Die unentgeltliche oder verbilligte Abgabe von Aktien, Genussscheinen und sonstigen Vermögensbeteiligungen am Unternehmen des Arbeitgebers ist Arbeitslohn, der aber teilweise steuerfrei bleibt.

Nach § 3 Nr. 39 EStG wird ein steuer- und abgabenfreier Höchstbetrag für die Überlassung von Mitarbeiterbeteiligungen am Unternehmen des Arbeitgebers i. H. v. 360 EUR gewährt. Die Vermögensbeteiligung darf auch durch Entgeltumwandlung finanziert werden.

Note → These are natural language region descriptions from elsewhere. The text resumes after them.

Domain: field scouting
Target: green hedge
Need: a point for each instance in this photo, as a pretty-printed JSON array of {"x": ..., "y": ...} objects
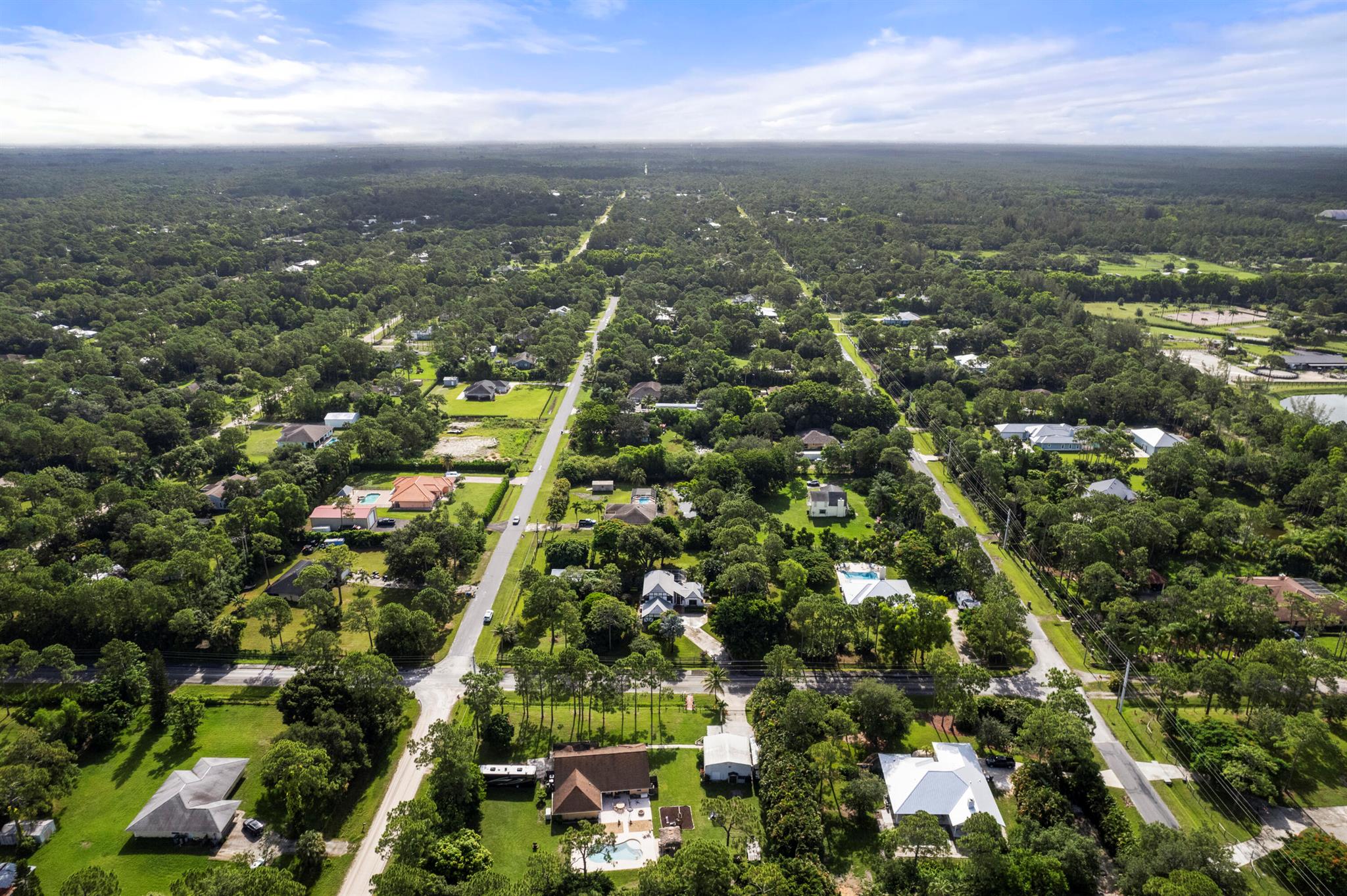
[{"x": 493, "y": 504}]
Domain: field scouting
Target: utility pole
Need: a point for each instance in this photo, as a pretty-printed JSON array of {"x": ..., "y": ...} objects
[{"x": 1123, "y": 692}]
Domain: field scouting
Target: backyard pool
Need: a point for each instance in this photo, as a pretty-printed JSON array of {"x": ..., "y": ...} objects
[{"x": 625, "y": 852}]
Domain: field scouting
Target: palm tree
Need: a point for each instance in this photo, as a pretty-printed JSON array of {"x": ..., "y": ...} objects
[{"x": 716, "y": 681}]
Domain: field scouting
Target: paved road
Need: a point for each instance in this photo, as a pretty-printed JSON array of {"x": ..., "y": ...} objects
[{"x": 439, "y": 686}]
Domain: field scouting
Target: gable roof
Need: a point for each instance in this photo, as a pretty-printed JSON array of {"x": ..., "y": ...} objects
[
  {"x": 583, "y": 775},
  {"x": 818, "y": 439},
  {"x": 305, "y": 432},
  {"x": 1114, "y": 487},
  {"x": 827, "y": 494},
  {"x": 421, "y": 488},
  {"x": 729, "y": 748},
  {"x": 950, "y": 784},
  {"x": 193, "y": 802},
  {"x": 649, "y": 389},
  {"x": 632, "y": 514}
]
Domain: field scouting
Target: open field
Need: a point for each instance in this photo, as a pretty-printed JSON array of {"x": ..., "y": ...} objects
[
  {"x": 524, "y": 401},
  {"x": 115, "y": 785},
  {"x": 262, "y": 442}
]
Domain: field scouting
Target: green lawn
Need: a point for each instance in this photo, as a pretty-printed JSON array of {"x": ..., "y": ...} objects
[
  {"x": 790, "y": 505},
  {"x": 115, "y": 786},
  {"x": 674, "y": 724},
  {"x": 262, "y": 442},
  {"x": 523, "y": 401}
]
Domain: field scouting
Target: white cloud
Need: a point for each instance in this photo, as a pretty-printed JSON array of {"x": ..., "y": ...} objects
[
  {"x": 470, "y": 24},
  {"x": 1276, "y": 83},
  {"x": 599, "y": 9}
]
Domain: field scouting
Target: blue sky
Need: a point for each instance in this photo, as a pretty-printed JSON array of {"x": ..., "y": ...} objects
[{"x": 268, "y": 72}]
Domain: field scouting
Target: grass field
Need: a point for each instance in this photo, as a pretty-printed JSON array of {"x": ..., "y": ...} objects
[
  {"x": 262, "y": 442},
  {"x": 523, "y": 401},
  {"x": 115, "y": 786},
  {"x": 791, "y": 504}
]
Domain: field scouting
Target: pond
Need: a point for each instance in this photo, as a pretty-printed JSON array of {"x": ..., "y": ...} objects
[{"x": 1333, "y": 406}]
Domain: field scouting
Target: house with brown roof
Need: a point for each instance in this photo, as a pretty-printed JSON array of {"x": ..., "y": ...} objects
[
  {"x": 643, "y": 390},
  {"x": 419, "y": 493},
  {"x": 1300, "y": 599},
  {"x": 305, "y": 435},
  {"x": 818, "y": 439},
  {"x": 583, "y": 776}
]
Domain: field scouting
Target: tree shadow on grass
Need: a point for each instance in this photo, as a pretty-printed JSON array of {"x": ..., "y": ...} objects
[{"x": 128, "y": 766}]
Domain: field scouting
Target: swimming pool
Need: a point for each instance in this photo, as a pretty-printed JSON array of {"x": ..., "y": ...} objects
[
  {"x": 625, "y": 852},
  {"x": 869, "y": 575}
]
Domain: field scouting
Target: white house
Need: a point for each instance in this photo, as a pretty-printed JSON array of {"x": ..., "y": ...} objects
[
  {"x": 1114, "y": 487},
  {"x": 668, "y": 590},
  {"x": 729, "y": 755},
  {"x": 340, "y": 419},
  {"x": 1047, "y": 436},
  {"x": 827, "y": 501},
  {"x": 38, "y": 830},
  {"x": 948, "y": 785},
  {"x": 1152, "y": 439},
  {"x": 971, "y": 362}
]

Die Beteiligung muss aber als Voraussetzung für die Steuerfreiheit mindestens allen Arbeitnehmern offenstehen, die im Zeitpunkt der Bekanntgabe des Angebots 1 Jahr oder länger ununterbrochen in einem gegenwärtigen Dienstverhältnis zum Unternehmen stehen.

Ob der Arbeitnehmer die Aktien verbilligt erwirbt, ist anhand der Wertverhältnisse bei Abschluss des für beide Seiten verbindlichen Veräußerungsgeschäfts zu bestimmen. Der Zeitpunkt des Zuflusses der erworbenen Aktien soll hingegen unbeachtlich sein.